Chouaib Sahnoun
Un verdict lourd pour un journaliste critique : 18 mois de prison et 1,5 million de dirhams d’amende en appel
La Cour d’appel de Casablanca a confirmé, ce lundi 30 juin, la condamnation du journaliste Hamid El Mahdaoui à 18 mois de prison ferme, assortis d’une amende civile de 1,5 million de dirhams, à verser au ministre de la Justice Abdellatif Ouahbi. Ce jugement, déjà prononcé en première instance, suscite une onde de choc dans les milieux médiatiques et des droits humains au Maroc.
Poursuivi pour diffamation, injure publique et propagation de fausses accusations, El Mahdaoui a vu sa peine confirmée au terme d’un procès jugé emblématique des tensions croissantes entre presse indépendante et pouvoir politique. Le journaliste avait, entre autres, évoqué des faits mettant en cause Ouahbi dans des affaires sensibles, notamment autour d’une voiture de luxe et d’un contentieux financier de plusieurs millions de dirhams.
À l’origine de cette affaire, cinq plaintes distinctes déposées par le ministre Ouahbi, avec l’aval du chef du gouvernement Aziz Akhannouch. Selon la défense du journaliste, cette accumulation de procédures s’inscrit dans une stratégie de harcèlement visant à faire taire une voix critique devenue trop dérangeante.
Le parquet, lors de l’audience du 16 juin, a insisté sur le caractère diffamatoire et intentionnel des déclarations d’El Mahdaoui, demandant l’application rigoureuse du Code pénal. Il lui est reproché d’avoir violé la vie privée du ministre et ses obligations professionnelles en commentant des affaires dans lesquelles Ouahbi était impliqué en tant qu’avocat.
Cette affaire relance avec vigueur le débat sur la liberté de la presse au Maroc. De nombreux observateurs dénoncent l’usage du droit pénal pour museler les journalistes et dissuader toute critique à l’encontre de figures politiques.
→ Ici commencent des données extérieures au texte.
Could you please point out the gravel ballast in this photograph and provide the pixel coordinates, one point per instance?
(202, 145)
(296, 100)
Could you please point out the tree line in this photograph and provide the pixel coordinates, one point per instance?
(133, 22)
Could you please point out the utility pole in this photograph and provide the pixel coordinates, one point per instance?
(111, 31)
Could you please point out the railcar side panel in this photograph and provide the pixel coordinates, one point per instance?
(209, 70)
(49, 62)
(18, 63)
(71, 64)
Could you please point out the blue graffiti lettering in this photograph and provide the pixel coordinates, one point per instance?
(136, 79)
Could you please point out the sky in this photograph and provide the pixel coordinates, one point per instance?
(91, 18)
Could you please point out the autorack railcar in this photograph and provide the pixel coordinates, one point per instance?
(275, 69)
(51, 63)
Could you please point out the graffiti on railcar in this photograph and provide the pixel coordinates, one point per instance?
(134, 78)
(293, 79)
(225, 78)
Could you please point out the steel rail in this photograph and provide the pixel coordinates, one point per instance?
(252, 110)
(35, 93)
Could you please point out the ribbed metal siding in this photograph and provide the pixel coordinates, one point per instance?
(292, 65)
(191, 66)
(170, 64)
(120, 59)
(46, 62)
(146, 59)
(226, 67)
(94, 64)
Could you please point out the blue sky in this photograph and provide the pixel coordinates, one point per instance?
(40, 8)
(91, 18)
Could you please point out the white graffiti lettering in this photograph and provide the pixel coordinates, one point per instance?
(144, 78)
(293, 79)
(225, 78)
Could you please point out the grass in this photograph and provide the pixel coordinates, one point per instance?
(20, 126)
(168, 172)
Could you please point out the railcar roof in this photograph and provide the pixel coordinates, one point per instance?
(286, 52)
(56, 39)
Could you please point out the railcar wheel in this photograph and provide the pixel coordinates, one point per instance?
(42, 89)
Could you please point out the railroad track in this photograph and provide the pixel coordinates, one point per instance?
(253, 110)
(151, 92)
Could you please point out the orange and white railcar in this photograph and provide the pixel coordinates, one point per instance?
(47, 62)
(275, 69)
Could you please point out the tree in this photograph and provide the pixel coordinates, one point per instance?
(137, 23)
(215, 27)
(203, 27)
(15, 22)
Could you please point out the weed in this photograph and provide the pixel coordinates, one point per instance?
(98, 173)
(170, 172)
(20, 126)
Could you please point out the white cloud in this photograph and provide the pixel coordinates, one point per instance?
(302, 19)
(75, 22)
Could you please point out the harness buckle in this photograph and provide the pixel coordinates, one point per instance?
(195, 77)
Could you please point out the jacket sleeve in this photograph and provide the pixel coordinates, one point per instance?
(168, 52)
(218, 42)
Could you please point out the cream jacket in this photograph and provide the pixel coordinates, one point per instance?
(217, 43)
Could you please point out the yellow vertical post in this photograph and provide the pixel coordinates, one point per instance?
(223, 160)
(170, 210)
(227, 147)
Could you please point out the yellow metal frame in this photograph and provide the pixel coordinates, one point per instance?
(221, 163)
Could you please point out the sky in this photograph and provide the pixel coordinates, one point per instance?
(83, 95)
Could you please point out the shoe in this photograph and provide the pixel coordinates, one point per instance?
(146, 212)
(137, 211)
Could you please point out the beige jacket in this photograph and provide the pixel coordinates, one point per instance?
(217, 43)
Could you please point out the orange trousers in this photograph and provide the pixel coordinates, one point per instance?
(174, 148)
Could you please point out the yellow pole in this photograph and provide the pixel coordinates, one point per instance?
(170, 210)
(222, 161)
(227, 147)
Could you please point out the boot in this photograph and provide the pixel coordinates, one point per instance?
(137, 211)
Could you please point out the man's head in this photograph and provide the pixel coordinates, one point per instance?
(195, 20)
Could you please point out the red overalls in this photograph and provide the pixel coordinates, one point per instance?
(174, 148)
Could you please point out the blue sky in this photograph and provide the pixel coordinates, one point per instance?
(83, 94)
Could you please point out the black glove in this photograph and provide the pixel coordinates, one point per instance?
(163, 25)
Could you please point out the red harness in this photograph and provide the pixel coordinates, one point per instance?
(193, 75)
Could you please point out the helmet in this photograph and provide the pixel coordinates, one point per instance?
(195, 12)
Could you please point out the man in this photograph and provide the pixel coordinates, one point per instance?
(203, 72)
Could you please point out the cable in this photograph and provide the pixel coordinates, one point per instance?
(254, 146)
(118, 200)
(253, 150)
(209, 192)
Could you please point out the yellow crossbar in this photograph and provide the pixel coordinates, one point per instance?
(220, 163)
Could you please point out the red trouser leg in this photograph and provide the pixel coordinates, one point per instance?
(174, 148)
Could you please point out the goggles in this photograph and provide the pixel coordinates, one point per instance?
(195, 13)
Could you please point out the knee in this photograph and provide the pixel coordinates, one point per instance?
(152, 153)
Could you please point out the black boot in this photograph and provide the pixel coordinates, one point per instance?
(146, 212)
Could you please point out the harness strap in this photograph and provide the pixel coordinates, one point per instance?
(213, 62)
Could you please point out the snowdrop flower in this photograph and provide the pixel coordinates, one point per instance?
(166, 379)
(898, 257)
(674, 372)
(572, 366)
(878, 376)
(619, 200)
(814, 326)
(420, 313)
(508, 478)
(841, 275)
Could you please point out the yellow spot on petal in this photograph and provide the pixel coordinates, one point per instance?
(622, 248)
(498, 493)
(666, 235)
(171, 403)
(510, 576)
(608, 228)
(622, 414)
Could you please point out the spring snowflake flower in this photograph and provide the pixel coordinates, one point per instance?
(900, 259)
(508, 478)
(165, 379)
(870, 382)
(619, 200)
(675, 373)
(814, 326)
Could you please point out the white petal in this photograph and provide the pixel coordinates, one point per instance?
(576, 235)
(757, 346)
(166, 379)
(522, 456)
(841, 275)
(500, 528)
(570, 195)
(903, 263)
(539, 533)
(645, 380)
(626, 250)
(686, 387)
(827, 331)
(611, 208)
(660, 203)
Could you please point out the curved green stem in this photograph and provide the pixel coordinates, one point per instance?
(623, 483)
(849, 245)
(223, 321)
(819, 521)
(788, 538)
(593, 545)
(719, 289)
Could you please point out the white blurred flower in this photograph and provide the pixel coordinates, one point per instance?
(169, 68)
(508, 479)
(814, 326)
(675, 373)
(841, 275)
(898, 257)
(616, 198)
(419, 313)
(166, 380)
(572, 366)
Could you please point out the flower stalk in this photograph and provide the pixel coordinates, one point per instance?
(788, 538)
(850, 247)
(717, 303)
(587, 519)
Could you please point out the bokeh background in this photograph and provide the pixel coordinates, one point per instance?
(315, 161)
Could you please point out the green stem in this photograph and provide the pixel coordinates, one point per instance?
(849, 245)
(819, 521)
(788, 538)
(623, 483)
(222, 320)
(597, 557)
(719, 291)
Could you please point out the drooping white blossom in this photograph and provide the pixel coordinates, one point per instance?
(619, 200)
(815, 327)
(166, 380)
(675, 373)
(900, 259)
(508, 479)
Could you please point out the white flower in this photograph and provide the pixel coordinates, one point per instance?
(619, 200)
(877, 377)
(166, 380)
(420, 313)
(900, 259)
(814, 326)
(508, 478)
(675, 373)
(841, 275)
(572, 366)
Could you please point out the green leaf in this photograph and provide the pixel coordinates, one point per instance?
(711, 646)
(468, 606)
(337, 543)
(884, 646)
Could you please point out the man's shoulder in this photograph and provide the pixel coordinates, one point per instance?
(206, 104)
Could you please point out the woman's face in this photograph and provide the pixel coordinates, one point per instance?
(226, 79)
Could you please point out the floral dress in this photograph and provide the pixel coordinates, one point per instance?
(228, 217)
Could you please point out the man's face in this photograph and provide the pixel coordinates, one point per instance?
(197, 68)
Le refus de renouvellement de la carte de presse d’El Mahdaoui, évoqué par son entourage, alimente davantage les soupçons de pressions politiques ciblées.
Si la partie civile a salué une décision « conforme au droit », plusieurs ONG et associations de défense des libertés ont fustigé un verdict « inquiétant pour la démocratie et la transparence publique ». Le montant élevé de l’indemnisation réclamée – initialement fixé à 10 millions de dirhams – renforce l’idée d’un procès à dimension dissuasive.
Au-delà du litige personnel entre un ministre et un journaliste, le dossier El Mahdaoui cristallise les tensions entre pouvoir et contre-pouvoirs, et pose une question essentielle : jusqu’où peut aller la liberté de critiquer les détenteurs de l’autorité ?
Dans un contexte où les journalistes indépendants sont de plus en plus confrontés à des poursuites judiciaires, cette affaire pourrait bien devenir un cas d’école sur les limites imposées à la presse dans un État de droit en mutation.